Just like in a Relational Database, data in HBase is stored in Tables and these Tables are stored in Regions. When a Table becomes too big, the Table is partitioned into multiple Regions. These Regions are assigned to Region Servers across the cluster. Each Region Server hosts roughly the same number of Regions.
The HMaster in the HBase is responsible for
- Performing Administration
- Managing and Monitoring the Cluster
- Assigning Regions to the Region Servers
- Controlling the Load Balancing and Failover
On the other hand, the HRegionServer perform the following work
- Hosting and managing Regions
- Splitting the Regions automatically
- Handling the read/write requests
- Communicating with the Clients directly
Each Region Server contains a Write-Ahead Log (called HLog) and multiple Regions. Each Region in turn is made up of a MemStore and multiple StoreFiles (HFile). The data lives in these StoreFiles in the form of Column Families (explained below). The MemStore holds in-memory modifications to the Store (data).
The mapping of Regions to Region Server is kept in a system table called .META. When trying to read or write data from HBase, the clients read the required Region information from the .META table and directly communicate with the appropriate Region Server. Each Region is identified by the start key (inclusive) and the end key (exclusive)
HBase Data Model
The Data Model in HBase is designed to accommodate semi-structured data that could vary in field size, data type and columns. Additionally, the layout of the data model makes it easier to partition the data and distribute it across the cluster. The Data Model in HBase is made of different logical components such as Tables, Rows, Column Families, Columns, Cells and Versions.
Tables – The HBase Tables are more like logical collection of rows stored in separate partitions called Regions. As shown above, every Region is then served by exactly one Region Server. The figure above shows a representation of a Table.
Rows – A row is one instance of data in a table and is identified by a rowkey. Rowkeys are unique in a Table and are always treated as a byte.
Column Families – Data in a row are grouped together as Column Families. Each Column Family has one more Columns and these Columns in a family are stored together in a low level storage file known as HFile. Column Families form the basic unit of physical storage to which certain HBase features like compression are applied. Hence it’s important that proper care be taken when designing Column Families in table.

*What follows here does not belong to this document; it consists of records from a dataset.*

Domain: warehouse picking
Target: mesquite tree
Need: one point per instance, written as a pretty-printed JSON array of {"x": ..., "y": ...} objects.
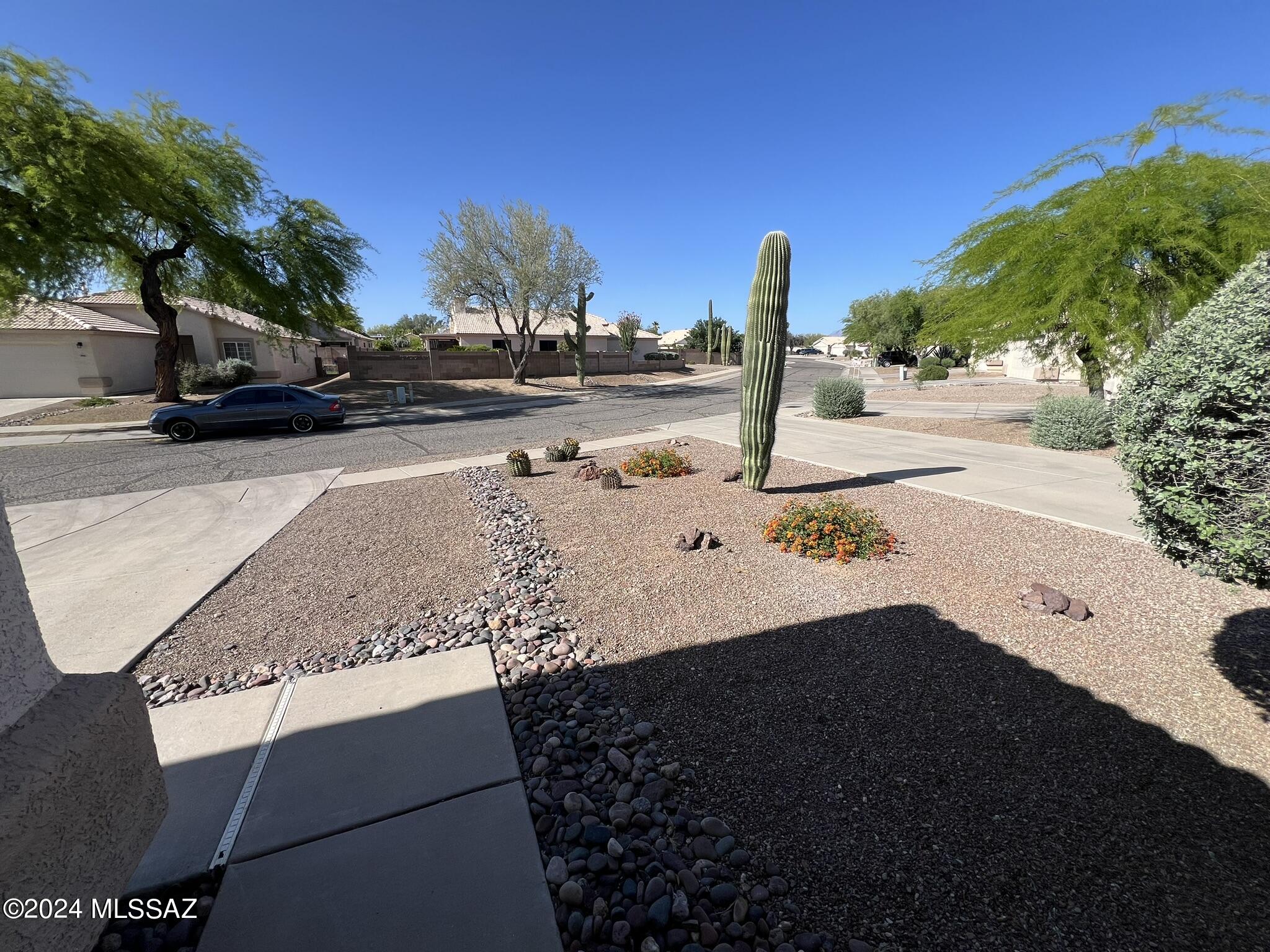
[
  {"x": 1100, "y": 268},
  {"x": 515, "y": 263},
  {"x": 162, "y": 202},
  {"x": 763, "y": 358}
]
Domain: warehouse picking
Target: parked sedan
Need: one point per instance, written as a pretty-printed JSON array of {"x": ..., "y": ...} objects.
[{"x": 255, "y": 407}]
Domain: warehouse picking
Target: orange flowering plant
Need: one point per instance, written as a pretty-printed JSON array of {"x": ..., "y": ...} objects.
[
  {"x": 657, "y": 462},
  {"x": 831, "y": 528}
]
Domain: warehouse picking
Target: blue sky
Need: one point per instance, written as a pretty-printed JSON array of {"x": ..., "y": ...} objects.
[{"x": 671, "y": 136}]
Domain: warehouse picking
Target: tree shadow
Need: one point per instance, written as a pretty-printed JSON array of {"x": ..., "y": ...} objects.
[
  {"x": 1241, "y": 651},
  {"x": 929, "y": 790}
]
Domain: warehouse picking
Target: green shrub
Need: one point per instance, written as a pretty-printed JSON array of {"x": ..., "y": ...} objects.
[
  {"x": 1193, "y": 423},
  {"x": 837, "y": 398},
  {"x": 206, "y": 377},
  {"x": 935, "y": 371},
  {"x": 1071, "y": 423}
]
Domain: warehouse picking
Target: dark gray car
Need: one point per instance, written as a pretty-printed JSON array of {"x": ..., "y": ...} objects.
[{"x": 255, "y": 407}]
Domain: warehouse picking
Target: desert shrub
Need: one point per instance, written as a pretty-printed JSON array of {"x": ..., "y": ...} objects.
[
  {"x": 200, "y": 377},
  {"x": 935, "y": 371},
  {"x": 657, "y": 462},
  {"x": 1193, "y": 425},
  {"x": 1071, "y": 423},
  {"x": 837, "y": 398},
  {"x": 830, "y": 528}
]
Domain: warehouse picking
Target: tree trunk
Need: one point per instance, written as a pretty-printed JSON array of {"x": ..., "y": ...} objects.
[
  {"x": 1091, "y": 368},
  {"x": 168, "y": 347}
]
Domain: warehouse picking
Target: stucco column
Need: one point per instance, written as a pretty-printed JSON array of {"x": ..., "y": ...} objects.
[{"x": 82, "y": 792}]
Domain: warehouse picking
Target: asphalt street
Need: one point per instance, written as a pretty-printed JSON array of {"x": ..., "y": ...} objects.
[{"x": 42, "y": 474}]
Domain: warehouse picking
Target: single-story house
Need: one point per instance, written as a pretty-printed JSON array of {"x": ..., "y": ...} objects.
[
  {"x": 102, "y": 345},
  {"x": 470, "y": 327},
  {"x": 675, "y": 338},
  {"x": 841, "y": 347}
]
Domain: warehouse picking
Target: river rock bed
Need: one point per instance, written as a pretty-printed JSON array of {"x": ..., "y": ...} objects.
[{"x": 629, "y": 862}]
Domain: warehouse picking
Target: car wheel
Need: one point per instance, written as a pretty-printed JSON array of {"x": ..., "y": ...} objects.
[{"x": 182, "y": 431}]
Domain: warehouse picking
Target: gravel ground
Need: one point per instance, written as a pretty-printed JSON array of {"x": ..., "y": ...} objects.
[
  {"x": 987, "y": 431},
  {"x": 355, "y": 557},
  {"x": 938, "y": 767},
  {"x": 981, "y": 392}
]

The table above shows Customer and Sales Column Families. The Customer Column Family is made up 2 columns – Name and City, whereas the Sales Column Families is made up to 2 columns – Product and Amount.
Columns – A Column Family is made of one or more columns. A Column is identified by a Column Qualifier that consists of the Column Family name concatenated with the Column name using a colon – example: columnfamily:columnname. There can be multiple Columns within a Column Family and Rows within a table can have varied number of Columns.

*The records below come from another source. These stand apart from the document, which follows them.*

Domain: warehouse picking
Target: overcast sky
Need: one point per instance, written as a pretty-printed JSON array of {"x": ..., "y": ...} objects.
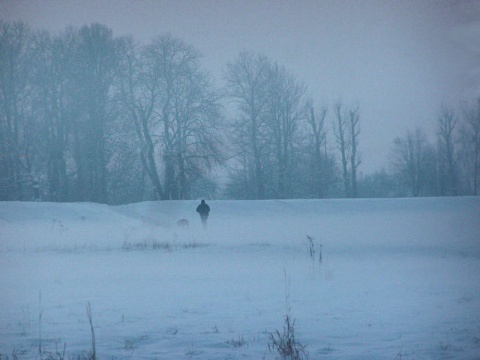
[{"x": 398, "y": 60}]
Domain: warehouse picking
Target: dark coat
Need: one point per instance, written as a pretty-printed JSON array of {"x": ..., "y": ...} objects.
[{"x": 203, "y": 209}]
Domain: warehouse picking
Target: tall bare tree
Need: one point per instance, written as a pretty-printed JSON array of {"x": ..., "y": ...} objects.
[
  {"x": 410, "y": 160},
  {"x": 470, "y": 146},
  {"x": 316, "y": 122},
  {"x": 176, "y": 113},
  {"x": 354, "y": 132},
  {"x": 247, "y": 85},
  {"x": 341, "y": 135},
  {"x": 96, "y": 56},
  {"x": 16, "y": 127},
  {"x": 284, "y": 114},
  {"x": 447, "y": 123}
]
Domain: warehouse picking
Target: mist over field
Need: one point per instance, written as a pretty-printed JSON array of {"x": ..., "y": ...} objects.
[
  {"x": 387, "y": 278},
  {"x": 123, "y": 102}
]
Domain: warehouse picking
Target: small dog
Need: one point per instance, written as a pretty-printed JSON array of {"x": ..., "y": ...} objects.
[{"x": 183, "y": 224}]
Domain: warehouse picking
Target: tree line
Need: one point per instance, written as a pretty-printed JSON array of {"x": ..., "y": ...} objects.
[{"x": 87, "y": 116}]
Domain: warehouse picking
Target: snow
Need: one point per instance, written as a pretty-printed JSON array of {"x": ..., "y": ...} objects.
[{"x": 398, "y": 278}]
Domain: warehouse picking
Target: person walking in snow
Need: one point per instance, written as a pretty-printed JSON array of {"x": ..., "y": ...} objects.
[{"x": 203, "y": 209}]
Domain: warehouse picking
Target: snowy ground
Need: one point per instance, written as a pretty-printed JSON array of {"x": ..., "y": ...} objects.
[{"x": 399, "y": 279}]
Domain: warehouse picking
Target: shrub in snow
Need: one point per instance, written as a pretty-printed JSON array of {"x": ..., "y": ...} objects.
[{"x": 285, "y": 343}]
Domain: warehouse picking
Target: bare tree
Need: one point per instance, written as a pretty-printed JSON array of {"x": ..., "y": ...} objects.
[
  {"x": 284, "y": 114},
  {"x": 96, "y": 64},
  {"x": 16, "y": 127},
  {"x": 470, "y": 146},
  {"x": 410, "y": 160},
  {"x": 341, "y": 136},
  {"x": 446, "y": 141},
  {"x": 176, "y": 113},
  {"x": 247, "y": 80},
  {"x": 354, "y": 132},
  {"x": 316, "y": 122},
  {"x": 54, "y": 100}
]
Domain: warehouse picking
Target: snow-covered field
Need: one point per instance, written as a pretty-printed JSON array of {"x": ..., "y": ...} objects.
[{"x": 398, "y": 279}]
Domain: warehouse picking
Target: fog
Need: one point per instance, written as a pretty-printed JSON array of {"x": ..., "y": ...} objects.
[{"x": 398, "y": 62}]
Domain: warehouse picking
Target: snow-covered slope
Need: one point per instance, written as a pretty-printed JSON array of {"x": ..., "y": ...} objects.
[
  {"x": 427, "y": 223},
  {"x": 398, "y": 278}
]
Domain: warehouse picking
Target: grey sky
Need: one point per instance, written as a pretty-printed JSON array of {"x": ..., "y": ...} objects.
[{"x": 398, "y": 60}]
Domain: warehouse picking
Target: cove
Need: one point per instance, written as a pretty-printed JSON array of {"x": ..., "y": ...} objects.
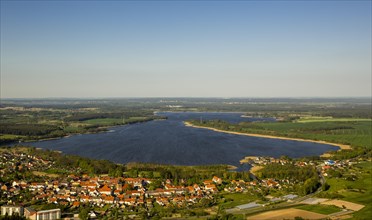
[{"x": 171, "y": 142}]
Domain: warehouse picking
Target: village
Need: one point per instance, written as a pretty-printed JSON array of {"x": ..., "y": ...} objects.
[{"x": 102, "y": 193}]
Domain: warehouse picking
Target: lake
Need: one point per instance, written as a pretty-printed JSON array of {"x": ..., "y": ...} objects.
[{"x": 171, "y": 142}]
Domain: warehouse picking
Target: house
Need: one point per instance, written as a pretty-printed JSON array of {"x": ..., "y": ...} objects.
[
  {"x": 329, "y": 162},
  {"x": 217, "y": 180},
  {"x": 50, "y": 214},
  {"x": 11, "y": 210},
  {"x": 105, "y": 190}
]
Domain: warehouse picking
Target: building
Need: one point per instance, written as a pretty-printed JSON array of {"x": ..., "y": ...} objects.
[
  {"x": 50, "y": 214},
  {"x": 11, "y": 210}
]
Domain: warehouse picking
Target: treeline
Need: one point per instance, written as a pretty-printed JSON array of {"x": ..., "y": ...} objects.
[
  {"x": 306, "y": 177},
  {"x": 88, "y": 116},
  {"x": 28, "y": 129},
  {"x": 288, "y": 171},
  {"x": 178, "y": 174},
  {"x": 73, "y": 162}
]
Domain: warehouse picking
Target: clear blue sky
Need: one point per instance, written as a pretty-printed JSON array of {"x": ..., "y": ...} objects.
[{"x": 185, "y": 49}]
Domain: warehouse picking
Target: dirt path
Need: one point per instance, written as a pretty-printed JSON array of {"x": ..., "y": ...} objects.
[{"x": 287, "y": 214}]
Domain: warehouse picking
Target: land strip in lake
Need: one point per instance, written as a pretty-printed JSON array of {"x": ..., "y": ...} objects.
[{"x": 341, "y": 146}]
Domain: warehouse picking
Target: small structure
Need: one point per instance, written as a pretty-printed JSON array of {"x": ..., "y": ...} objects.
[
  {"x": 11, "y": 210},
  {"x": 290, "y": 197},
  {"x": 329, "y": 162},
  {"x": 248, "y": 206},
  {"x": 50, "y": 214}
]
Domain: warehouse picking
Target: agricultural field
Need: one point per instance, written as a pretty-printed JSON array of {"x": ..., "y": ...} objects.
[
  {"x": 358, "y": 191},
  {"x": 321, "y": 209},
  {"x": 329, "y": 119},
  {"x": 235, "y": 199}
]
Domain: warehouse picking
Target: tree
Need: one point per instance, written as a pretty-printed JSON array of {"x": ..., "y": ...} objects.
[{"x": 84, "y": 213}]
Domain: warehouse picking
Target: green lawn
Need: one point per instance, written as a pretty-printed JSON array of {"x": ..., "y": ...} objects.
[{"x": 321, "y": 209}]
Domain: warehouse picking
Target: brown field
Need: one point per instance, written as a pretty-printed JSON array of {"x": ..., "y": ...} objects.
[
  {"x": 341, "y": 203},
  {"x": 288, "y": 214}
]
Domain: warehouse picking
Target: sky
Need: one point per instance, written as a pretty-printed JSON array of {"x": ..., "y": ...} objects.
[{"x": 103, "y": 49}]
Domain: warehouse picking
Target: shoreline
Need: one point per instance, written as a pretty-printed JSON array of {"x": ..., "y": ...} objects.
[{"x": 341, "y": 146}]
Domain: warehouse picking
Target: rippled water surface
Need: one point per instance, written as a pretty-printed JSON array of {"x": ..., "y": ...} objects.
[{"x": 170, "y": 142}]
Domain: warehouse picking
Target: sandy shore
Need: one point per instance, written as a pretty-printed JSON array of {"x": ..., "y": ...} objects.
[{"x": 341, "y": 146}]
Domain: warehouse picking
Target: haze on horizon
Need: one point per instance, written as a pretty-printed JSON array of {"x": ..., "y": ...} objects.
[{"x": 185, "y": 49}]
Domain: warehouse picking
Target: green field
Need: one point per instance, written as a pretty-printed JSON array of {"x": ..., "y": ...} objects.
[
  {"x": 114, "y": 121},
  {"x": 235, "y": 199},
  {"x": 321, "y": 209},
  {"x": 104, "y": 121},
  {"x": 358, "y": 191},
  {"x": 330, "y": 119}
]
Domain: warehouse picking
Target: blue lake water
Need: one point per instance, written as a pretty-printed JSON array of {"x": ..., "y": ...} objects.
[{"x": 170, "y": 142}]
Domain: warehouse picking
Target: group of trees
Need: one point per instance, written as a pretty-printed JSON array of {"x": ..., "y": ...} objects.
[
  {"x": 306, "y": 177},
  {"x": 28, "y": 129}
]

Cell – A Cell stores data and is essentially a unique combination of rowkey, Column Family and the Column (Column Qualifier). The data stored in a Cell is called its value and the data type is always treated as byte.

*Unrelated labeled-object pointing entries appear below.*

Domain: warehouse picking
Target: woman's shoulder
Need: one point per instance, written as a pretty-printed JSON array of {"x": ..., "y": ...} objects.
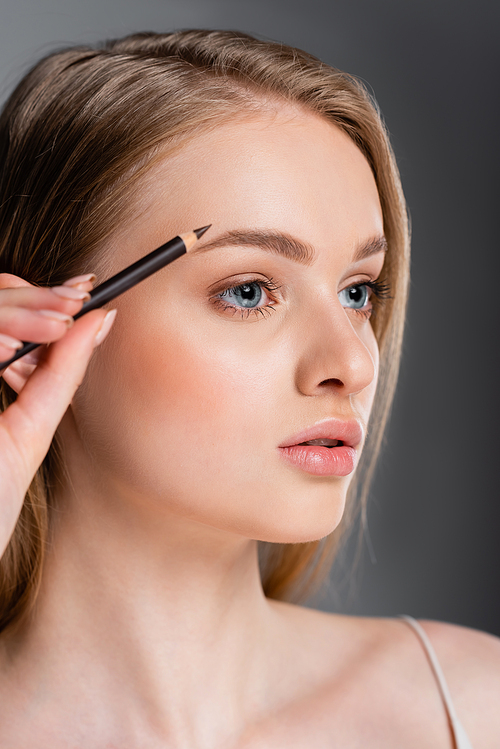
[
  {"x": 470, "y": 661},
  {"x": 380, "y": 666}
]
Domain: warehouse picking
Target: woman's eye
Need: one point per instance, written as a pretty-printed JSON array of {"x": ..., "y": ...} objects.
[
  {"x": 247, "y": 295},
  {"x": 355, "y": 297},
  {"x": 249, "y": 298}
]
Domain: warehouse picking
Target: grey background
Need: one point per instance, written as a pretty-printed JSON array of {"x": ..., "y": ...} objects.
[{"x": 431, "y": 549}]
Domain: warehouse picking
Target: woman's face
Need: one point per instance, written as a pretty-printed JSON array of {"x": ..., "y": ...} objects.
[{"x": 232, "y": 351}]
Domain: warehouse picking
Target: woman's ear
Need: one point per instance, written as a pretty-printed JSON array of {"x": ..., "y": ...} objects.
[{"x": 18, "y": 373}]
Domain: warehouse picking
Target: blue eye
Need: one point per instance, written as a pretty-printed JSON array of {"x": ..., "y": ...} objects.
[
  {"x": 355, "y": 297},
  {"x": 246, "y": 295}
]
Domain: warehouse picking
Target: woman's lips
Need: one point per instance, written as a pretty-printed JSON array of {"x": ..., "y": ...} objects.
[{"x": 320, "y": 460}]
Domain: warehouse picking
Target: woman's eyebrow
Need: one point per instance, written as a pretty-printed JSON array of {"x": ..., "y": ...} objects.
[{"x": 285, "y": 245}]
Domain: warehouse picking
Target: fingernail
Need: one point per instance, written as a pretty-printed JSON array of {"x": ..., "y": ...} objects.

Version – The data stored in a cell is versioned and versions of data are identified by the timestamp. The number of versions of data retained in a column family is configurable and this value by default is 3.
In this article we looked at the major differences between HBase and other commonly used relational data stores and concepts. We also reviewed the HBase Physical Architecture and Logical Data Model. In the next article, we will cover the different ways in which clients can communicate with HBase and some of the other features that make HBase unique and well-suited for distributed data processing. Look forward to your questions and comments!